Sara Magdouli (PhD Water Sciences, 2017)
Contaminated Effluent and Process Water Laboratory Coordinator, Centre technologique des résidus industriels (CTRI)
Associate Professor, Université du Québec en Abitibi-Témiscamingue
At INRS, Sara found "a scientific community that valued versatility, multidisciplinarity and the application of knowledge," three qualities that she views as assets in her career.
Sara Magdouli does not fear the unknown. Inspired by her interest in the application of biotechnology to sustainable development, she came to Quebec in 2011 on the recommendation of a Tunisian compatriot, also a graduate of the INRS. As a new life began to take root in Quebec, she settled with her family in Rouyn-Noranda.
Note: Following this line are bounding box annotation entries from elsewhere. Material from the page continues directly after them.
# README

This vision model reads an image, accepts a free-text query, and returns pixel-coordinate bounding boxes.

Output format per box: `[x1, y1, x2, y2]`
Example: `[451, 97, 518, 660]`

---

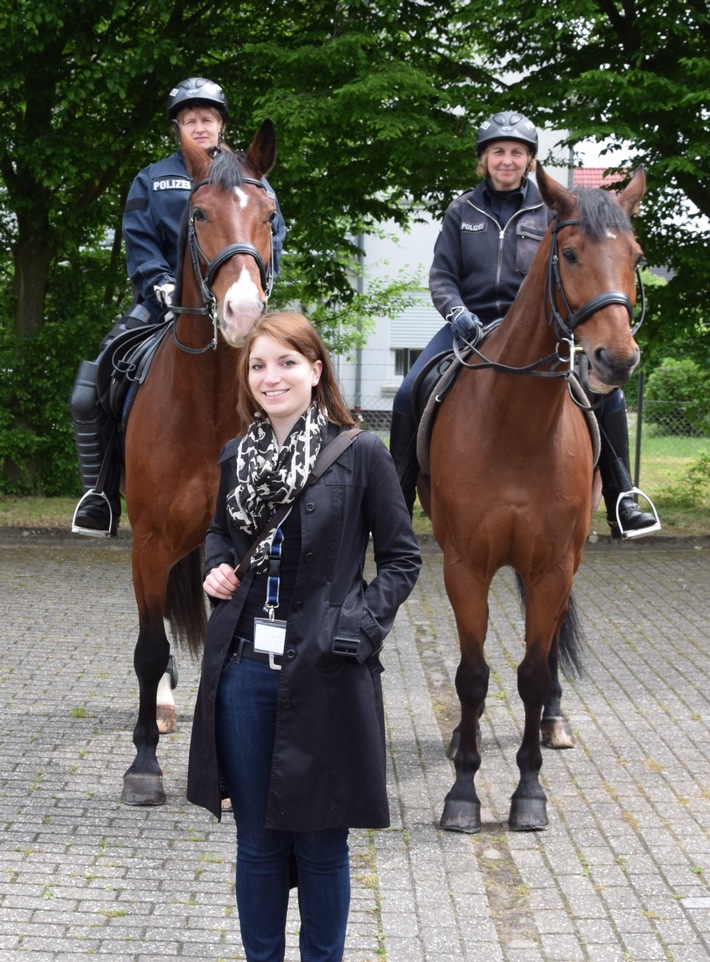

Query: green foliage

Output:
[456, 0, 710, 361]
[0, 249, 126, 496]
[0, 0, 486, 492]
[645, 358, 710, 435]
[682, 454, 710, 506]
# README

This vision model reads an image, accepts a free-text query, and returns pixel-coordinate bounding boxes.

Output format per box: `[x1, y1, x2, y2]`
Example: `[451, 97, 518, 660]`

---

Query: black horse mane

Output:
[573, 187, 633, 241]
[175, 150, 246, 303]
[209, 150, 246, 190]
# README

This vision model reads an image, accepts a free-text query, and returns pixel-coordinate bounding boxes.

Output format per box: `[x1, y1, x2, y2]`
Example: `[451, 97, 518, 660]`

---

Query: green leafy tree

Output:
[456, 0, 710, 361]
[0, 0, 486, 493]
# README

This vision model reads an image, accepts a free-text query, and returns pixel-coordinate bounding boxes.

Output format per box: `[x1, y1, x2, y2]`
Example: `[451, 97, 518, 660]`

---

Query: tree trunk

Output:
[13, 216, 57, 338]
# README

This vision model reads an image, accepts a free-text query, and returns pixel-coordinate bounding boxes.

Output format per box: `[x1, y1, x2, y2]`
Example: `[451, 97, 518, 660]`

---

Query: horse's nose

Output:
[594, 343, 641, 384]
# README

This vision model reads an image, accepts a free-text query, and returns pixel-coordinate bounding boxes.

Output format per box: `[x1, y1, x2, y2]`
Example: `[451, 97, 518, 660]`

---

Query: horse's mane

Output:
[573, 187, 633, 241]
[209, 150, 246, 190]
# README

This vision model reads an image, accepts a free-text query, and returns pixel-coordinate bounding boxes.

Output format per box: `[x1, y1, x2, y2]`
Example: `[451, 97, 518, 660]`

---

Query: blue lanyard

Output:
[264, 528, 284, 621]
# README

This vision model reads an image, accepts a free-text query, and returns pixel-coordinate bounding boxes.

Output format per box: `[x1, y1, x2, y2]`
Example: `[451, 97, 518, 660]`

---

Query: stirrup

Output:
[616, 487, 661, 541]
[71, 488, 113, 538]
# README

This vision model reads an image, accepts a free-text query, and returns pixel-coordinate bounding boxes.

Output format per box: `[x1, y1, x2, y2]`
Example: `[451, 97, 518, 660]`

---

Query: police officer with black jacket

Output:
[390, 111, 657, 537]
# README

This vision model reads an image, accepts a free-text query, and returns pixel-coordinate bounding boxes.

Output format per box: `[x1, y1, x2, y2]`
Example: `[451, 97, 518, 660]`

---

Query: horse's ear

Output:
[618, 164, 646, 217]
[535, 164, 577, 218]
[180, 137, 212, 183]
[245, 119, 276, 177]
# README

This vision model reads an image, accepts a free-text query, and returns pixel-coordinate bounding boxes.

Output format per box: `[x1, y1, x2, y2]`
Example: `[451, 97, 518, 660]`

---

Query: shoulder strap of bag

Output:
[234, 428, 362, 581]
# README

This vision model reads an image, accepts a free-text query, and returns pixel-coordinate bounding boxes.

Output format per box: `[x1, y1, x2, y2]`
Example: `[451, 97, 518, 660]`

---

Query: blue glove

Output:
[446, 307, 483, 347]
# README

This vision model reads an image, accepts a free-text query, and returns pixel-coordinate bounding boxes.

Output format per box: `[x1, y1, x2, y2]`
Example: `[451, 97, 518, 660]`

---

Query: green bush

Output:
[644, 358, 710, 436]
[0, 244, 125, 497]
Sara’s main interest is the application of green processes to the treatment of industrial waste. The excellent reputation of the INRS and the expertise of Professor Jean-François Blais in particular were two good reasons for doing her doctoral research project there. She worked on processes for extracting lipids from yeast waste in order to produce biodiesel that can be used as fuel. At the Eau Terre Environment Research Centre, Sara found "a scientific community that valued versatility, multidisciplinarity and the application of knowledge," three qualities that she views as assets in her career.
Upon graduation, she became a project manager and coordinator of the contaminated effluent and process water laboratory at the CTRI. She carries out research there that could enable the regional and national mining industry to treat mining effluents with bioprocesses and recover waste. Her work is on the order of semi-pilot, pilot and demonstration projects, but she is confident that certain promising processes could be applied on a larger scale to clean up the extraction chain of precious metals.
She is proud of her contribution to the reputation of the INRS, since she considers herself "lucky" to have studied here, at an establishment that is "generous" to its students and that brings together an international community. “It's a well-organized and very open little school,” she says. As an expatriate student, she found "a family" there. "And a family tries to attract other members of its family," she adds, mentioning that she continues to work with graduates and scientists from the INRS. She notes that the INRS’ advanced infrastructures are exceptional. “During my doctorate, I worked in the large installations of the pilot laboratory at the Technological Park in Quebec City. It was a unique experience."
She also explains that the many opportunities she was given by the INRS community to work on and publish research other than her thesis project were excellent preparation for her career. "That opens new possibilities, it develops your ability to adapt and it allows you to meet other challenges," she said. While Sara is passionate about research in her chosen area, the mining sector, she also hopes to return to the INRS, this time to contribute as an associate professor. Her story is not over.